WASHINGTON, June 14 (Reuters) - U.S. Federal Reserve officials penciled in additional rate rises for this year and said they foresee inflation pressures continuing to ease over the next few years, in updated forecasts released on Wednesday.
The projections, released quarterly, came as part of a Federal Open Market Committee meeting that saw policymakers hold their interest rate target range steady at between 5% and 5.25%, bypassing an increase for the first time since they kicked off their aggressive rate rise campaign in March 2022.
Officials now expect the fed funds rate to top out at 5.6% this year, implying two more 25 basis point increases in 2023, up from the 5.1% they projected in the last set of forecasts released in March.
Officials see their target rate going down in 2024, sliding to 4.6% versus the 4.3% forecast in March, and to 3.4% in 2025, compared to the 3.1% in the March forecasts.
Fed officials maintained their long-run projection of the federal funds rate target at 2.5%, where it has resided almost without change since 2019.
In their forecasts, policymakers were more upbeat about the economic outlook this year and expect the job market to endure smaller job losses compared to the March outlook, while inflation is seen on a similar path relative to three months ago.
Officials said the personal consumption expenditures price index, their preferred price pressure measure, should come in at 3.2% this year, compared to their 3.3% March forecast. In 2024 inflation is seen at the same level as in March at 2.5%, with price pressures ebbing to 2.1% in 2025. That year's forecast also matched the March projection.
The core PCE price index, stripped of food and energy costs, is seen at 3.9% this year, from the 3.6% forecast in March.
On the hiring front, Fed officials believe the jobless rate, which last stood at 3.7% in May, will move to 4.1% this year and to 4.5% in 2024, an outlook that was slightly better than March's. Officials’ long-run unemployment projection held steady at 4%.

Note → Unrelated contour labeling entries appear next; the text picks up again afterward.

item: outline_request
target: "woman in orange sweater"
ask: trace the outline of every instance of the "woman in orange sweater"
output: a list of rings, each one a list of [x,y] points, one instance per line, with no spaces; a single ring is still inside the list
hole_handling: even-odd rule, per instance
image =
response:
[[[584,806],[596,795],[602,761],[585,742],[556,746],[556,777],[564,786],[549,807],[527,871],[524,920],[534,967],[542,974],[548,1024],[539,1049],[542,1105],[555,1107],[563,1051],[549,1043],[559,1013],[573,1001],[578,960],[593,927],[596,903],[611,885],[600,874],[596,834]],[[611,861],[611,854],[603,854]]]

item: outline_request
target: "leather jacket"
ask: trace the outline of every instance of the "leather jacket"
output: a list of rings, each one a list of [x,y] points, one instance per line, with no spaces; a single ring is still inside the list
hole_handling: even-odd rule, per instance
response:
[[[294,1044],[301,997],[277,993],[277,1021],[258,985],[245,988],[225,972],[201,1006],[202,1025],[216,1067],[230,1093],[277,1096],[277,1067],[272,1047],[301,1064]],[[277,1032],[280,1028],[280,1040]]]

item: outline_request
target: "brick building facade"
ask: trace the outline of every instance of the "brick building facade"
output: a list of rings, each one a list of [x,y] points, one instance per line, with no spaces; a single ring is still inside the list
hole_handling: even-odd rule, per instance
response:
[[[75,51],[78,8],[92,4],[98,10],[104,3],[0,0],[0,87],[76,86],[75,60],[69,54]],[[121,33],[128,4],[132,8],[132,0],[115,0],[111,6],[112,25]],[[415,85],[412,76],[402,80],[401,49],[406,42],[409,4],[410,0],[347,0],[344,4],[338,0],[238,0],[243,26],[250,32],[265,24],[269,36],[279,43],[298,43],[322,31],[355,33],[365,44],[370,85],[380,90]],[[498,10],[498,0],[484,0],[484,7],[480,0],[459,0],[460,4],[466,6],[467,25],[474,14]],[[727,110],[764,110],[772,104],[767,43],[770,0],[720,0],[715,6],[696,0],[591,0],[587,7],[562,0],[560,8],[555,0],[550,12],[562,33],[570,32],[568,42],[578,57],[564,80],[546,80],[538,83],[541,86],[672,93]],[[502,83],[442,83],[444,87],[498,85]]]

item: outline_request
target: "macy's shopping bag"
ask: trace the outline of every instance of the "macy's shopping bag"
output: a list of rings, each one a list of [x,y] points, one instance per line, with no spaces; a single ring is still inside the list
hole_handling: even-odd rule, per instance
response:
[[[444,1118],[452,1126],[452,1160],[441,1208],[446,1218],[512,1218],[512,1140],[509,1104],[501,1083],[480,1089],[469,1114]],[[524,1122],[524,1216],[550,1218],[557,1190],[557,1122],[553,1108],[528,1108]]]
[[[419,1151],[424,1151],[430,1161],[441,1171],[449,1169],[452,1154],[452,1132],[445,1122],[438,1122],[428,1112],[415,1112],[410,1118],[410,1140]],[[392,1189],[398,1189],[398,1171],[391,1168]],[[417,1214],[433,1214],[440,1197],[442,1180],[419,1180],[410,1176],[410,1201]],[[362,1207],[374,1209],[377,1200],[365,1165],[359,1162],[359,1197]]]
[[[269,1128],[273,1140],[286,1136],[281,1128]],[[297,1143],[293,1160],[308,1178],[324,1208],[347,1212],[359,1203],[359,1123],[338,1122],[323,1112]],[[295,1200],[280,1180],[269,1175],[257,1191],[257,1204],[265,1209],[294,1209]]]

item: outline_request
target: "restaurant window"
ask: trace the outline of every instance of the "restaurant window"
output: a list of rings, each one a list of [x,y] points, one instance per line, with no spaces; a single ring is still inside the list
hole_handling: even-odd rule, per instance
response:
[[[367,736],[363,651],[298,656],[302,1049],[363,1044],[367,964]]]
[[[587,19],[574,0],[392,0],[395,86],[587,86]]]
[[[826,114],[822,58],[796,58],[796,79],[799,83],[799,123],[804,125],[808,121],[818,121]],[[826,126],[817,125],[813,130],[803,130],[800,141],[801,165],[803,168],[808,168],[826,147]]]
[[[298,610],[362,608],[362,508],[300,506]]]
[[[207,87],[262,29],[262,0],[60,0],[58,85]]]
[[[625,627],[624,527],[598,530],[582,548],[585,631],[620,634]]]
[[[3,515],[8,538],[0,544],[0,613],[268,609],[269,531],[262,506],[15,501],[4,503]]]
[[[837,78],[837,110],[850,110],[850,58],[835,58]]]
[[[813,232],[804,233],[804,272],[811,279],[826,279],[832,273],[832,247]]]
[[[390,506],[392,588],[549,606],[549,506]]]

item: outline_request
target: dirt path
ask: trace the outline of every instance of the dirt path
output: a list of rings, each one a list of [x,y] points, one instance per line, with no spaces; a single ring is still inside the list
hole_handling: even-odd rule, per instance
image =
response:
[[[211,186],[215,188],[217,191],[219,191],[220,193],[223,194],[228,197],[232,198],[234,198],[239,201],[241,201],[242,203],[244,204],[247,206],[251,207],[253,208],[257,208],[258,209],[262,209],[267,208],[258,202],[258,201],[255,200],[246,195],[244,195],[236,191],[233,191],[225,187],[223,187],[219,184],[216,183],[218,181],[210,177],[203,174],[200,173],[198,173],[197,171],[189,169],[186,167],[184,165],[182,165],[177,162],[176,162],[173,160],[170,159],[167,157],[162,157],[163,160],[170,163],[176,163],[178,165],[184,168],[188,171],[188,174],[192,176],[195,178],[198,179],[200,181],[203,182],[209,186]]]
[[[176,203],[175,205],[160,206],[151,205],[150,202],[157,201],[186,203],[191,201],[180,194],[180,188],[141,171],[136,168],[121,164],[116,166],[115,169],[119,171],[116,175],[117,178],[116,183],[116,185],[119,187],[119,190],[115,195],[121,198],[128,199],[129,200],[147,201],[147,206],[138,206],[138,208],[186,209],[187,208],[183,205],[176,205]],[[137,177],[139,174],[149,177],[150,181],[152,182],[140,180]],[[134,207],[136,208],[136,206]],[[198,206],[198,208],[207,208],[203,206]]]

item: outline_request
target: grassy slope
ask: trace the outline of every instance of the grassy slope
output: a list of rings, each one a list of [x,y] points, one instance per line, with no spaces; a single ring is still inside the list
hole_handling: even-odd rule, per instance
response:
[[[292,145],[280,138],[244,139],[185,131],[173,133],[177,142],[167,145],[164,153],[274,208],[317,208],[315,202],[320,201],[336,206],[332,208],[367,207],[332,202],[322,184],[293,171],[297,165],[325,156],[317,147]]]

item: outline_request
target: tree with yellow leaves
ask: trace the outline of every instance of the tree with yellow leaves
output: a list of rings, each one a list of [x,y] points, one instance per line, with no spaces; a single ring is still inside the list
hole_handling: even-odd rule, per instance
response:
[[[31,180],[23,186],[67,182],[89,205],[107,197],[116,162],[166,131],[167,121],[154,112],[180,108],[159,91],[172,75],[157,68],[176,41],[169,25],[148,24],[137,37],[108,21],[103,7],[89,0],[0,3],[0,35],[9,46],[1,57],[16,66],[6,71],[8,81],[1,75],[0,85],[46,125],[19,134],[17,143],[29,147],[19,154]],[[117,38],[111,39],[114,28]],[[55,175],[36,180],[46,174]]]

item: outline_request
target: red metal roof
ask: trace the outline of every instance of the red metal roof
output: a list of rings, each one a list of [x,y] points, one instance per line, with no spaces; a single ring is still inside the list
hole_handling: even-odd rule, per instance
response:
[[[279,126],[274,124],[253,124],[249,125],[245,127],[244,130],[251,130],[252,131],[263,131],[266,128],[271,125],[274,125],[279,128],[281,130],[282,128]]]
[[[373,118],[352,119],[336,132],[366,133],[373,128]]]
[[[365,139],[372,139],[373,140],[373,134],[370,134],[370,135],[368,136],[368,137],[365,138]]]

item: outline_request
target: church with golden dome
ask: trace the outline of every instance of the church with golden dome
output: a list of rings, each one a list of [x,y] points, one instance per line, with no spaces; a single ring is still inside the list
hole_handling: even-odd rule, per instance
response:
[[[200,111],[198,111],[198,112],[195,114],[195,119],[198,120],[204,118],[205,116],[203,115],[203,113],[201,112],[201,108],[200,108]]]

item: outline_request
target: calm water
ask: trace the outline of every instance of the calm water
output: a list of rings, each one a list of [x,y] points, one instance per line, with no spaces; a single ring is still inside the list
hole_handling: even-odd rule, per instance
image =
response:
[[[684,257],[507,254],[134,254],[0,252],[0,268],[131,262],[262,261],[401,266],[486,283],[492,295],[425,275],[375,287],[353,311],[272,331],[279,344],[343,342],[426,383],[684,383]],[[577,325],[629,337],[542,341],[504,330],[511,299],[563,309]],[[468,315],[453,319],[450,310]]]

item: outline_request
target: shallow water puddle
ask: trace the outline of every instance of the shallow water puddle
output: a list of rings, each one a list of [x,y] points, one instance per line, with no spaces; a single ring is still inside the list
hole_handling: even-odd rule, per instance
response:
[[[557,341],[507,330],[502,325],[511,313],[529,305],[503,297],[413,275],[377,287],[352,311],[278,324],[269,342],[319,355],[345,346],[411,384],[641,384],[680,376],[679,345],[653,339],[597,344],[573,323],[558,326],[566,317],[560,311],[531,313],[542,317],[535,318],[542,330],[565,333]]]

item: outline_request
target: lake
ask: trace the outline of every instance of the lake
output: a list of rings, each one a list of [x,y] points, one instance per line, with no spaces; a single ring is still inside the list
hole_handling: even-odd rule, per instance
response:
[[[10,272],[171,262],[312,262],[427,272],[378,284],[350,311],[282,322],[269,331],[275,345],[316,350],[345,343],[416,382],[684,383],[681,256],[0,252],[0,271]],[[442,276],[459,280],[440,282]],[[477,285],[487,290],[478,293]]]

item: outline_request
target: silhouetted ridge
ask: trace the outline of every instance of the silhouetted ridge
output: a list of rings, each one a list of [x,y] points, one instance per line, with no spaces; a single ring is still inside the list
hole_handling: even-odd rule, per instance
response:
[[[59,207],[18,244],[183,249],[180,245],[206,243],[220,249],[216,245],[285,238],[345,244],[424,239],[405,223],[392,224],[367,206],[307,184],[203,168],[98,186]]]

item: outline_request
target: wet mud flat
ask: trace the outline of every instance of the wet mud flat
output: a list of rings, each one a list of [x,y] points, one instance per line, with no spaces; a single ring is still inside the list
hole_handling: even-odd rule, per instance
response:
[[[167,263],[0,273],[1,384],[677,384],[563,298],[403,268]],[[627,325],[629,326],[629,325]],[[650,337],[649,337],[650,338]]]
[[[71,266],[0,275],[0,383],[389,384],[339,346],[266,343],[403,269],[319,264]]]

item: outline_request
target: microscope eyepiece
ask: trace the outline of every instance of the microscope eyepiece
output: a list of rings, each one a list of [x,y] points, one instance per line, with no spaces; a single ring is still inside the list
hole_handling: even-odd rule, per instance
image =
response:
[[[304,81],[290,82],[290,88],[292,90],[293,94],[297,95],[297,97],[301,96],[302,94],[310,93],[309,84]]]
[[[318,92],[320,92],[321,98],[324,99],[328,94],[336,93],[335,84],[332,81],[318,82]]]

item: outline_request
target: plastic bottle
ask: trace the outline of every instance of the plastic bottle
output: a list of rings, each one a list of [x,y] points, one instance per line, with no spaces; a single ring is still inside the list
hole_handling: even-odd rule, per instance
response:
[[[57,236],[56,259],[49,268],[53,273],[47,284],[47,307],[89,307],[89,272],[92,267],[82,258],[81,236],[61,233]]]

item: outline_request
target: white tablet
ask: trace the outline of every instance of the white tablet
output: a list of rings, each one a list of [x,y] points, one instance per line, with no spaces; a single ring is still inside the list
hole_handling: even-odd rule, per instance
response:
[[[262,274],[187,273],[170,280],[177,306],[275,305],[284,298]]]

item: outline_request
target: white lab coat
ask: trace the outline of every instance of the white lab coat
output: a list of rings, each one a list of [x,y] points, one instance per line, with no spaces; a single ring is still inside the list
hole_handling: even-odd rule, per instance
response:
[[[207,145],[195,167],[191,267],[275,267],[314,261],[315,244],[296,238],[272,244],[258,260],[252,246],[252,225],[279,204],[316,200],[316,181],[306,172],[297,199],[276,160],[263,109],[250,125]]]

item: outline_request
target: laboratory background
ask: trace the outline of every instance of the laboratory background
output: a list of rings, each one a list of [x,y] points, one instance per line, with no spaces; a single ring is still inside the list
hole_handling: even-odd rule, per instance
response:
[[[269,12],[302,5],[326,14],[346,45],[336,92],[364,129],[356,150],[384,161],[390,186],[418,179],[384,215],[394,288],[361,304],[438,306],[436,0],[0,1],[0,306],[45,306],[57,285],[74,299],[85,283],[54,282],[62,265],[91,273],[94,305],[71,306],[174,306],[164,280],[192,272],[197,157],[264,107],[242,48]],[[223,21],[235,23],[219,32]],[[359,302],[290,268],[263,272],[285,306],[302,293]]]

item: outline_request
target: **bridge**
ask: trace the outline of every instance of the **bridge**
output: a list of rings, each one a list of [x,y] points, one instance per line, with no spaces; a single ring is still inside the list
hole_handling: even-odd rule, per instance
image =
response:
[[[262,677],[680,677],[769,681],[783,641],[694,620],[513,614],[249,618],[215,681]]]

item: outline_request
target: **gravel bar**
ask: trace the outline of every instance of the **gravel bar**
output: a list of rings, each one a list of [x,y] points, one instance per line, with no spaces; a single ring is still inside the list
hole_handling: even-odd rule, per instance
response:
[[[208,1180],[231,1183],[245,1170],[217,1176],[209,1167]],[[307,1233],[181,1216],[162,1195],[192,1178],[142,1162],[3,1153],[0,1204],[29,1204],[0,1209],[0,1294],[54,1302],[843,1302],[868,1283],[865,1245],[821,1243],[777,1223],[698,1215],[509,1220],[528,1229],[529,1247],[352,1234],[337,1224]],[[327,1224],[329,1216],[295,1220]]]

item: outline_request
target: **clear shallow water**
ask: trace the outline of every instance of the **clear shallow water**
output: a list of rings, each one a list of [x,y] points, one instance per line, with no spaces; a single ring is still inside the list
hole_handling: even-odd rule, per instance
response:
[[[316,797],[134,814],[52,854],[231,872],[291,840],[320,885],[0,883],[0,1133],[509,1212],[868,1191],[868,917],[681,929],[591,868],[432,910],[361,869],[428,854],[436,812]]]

The forecasts showed officials expect the nation’s gross domestic product to grow 1% this year, from the 0.4% forecast in March, and to grow 1.1% next year, compared to the last forecast of 1.2%.
Fed officials have long noted that their quarterly forecasts are not an official projection of the central bank but merely capture individual policymakers' expectations. But the forecasts nevertheless are closely watched by Wall Street as a guide for how monetary policy will react if the economy performs as Fed officials expect.